The initializing memcpy intrinsic call is therefore rewritten as two pairs of loads and stores (one per each new slice of the alloca). Each load/store pair inherits the debug location from the original memcpy call. A later mem2reg pass bypasses stack load %3 and stack load %5 by propagating the new loads generated during the alloca partitioning stage.

However, pass AddDiscriminators (which is run before SROA) didn't assign a discriminator to the intrinsic memcpy call, and therefore the loads obtained from partitioning the alloca have been attributed to a debug location which hasn't been updated with a discriminator.

Test memcpy-discriminator-2.ll is a minimal reproducible obtained from an internal codebase.
In the original code, the "then" portion of the select statement was extremely cold according to the profile. However, SampleProfile ended up attributing a very large weight to the "then" block due to the absence of a discriminator on the load instructions at the end of sroa.
As a consequence, the branch weight metadata for the conditional branch incorrectly reported a too big number for the "then" block (later on, this led to a sub-optimal block placement).

This patch fixes the problem by adding an extra check for memory intrinsic calls.

As a side note:
Currently, SampleProfile skips intrinsic calls when computing basic block weights. I guess, that is the main reason why we also want to skip intrinsic calls from AddDiscriminators. I wonder if that approach is a bit too conservative and whether we should sometimes allow discriminators for intrinsic calls. There are obvious cases where we shouldn't ever assign discriminators. For example, we don't need a discriminator for debug info intrinsic calls, or Instrumented PGO intrinsic calls, or lifetime markers; etc. However, we also have intrinsics generated from the expansion of target specific builtin calls. By skipping those, don't we risk to lose a bit of coverage in the sample profile?.

Please let me know if okay to commit.

Thanks,
Andrea

Diff Detail

Repository
rL LLVM

Event Timeline

andreadb created this revision.Apr 10 2017, 11:33 AM
danielcdh edited edge metadata.Apr 10 2017, 7:19 PM

I don't quite understand why you want to set a new discriminator for memcpy builtin. What optimization would it enable? For normal function calls, we need to have discriminator to distinguish callsites in the same BB so that we can annotate the inlined callee correctly. But for the memcpy case, looks like adding a new discriminator does not help down-stream optimizations like inlining?
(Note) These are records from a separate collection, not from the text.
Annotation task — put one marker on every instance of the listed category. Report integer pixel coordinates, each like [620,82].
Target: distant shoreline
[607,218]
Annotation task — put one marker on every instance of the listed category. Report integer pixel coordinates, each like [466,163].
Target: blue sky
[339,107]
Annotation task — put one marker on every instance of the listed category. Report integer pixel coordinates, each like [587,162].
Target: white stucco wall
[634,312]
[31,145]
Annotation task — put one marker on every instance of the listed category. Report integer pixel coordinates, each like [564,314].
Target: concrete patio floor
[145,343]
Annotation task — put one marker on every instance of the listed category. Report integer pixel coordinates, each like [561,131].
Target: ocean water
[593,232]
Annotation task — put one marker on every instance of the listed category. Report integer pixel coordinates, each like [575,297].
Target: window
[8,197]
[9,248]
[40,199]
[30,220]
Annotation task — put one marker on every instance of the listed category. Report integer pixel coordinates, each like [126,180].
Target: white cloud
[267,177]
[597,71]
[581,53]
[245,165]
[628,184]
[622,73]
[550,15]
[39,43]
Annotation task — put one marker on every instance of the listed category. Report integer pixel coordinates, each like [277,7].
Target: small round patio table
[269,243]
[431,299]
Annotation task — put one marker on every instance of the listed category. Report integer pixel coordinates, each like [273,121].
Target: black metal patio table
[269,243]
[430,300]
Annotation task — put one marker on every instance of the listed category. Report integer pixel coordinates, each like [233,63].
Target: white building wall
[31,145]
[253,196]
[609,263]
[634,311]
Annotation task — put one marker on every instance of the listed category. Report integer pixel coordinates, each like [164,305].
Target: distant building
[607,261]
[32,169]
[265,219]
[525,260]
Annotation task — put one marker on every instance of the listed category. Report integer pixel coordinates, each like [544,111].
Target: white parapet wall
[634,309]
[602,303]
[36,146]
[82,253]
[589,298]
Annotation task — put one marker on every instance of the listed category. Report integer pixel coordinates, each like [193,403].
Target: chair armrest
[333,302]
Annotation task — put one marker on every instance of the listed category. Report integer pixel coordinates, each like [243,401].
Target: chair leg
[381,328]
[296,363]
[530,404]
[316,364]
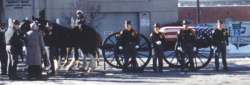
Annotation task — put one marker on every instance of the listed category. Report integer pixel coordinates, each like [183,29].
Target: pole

I don't quite understand why you want to set a new discriminator for memcpy builtin. What optimization would it enable? For normal function calls, we need to have discriminator to distinguish callsites in the same BB so that we can annotate the inlined callee correctly. But for the memcpy case, looks like adding a new discriminator does not help down-stream optimizations like inlining?

Hi Dehao,

This patch is not about enabling more optimization (or more inlining). This is about improving the debug location of loads and stores introduced by SROA when rewriting memory intrinsics.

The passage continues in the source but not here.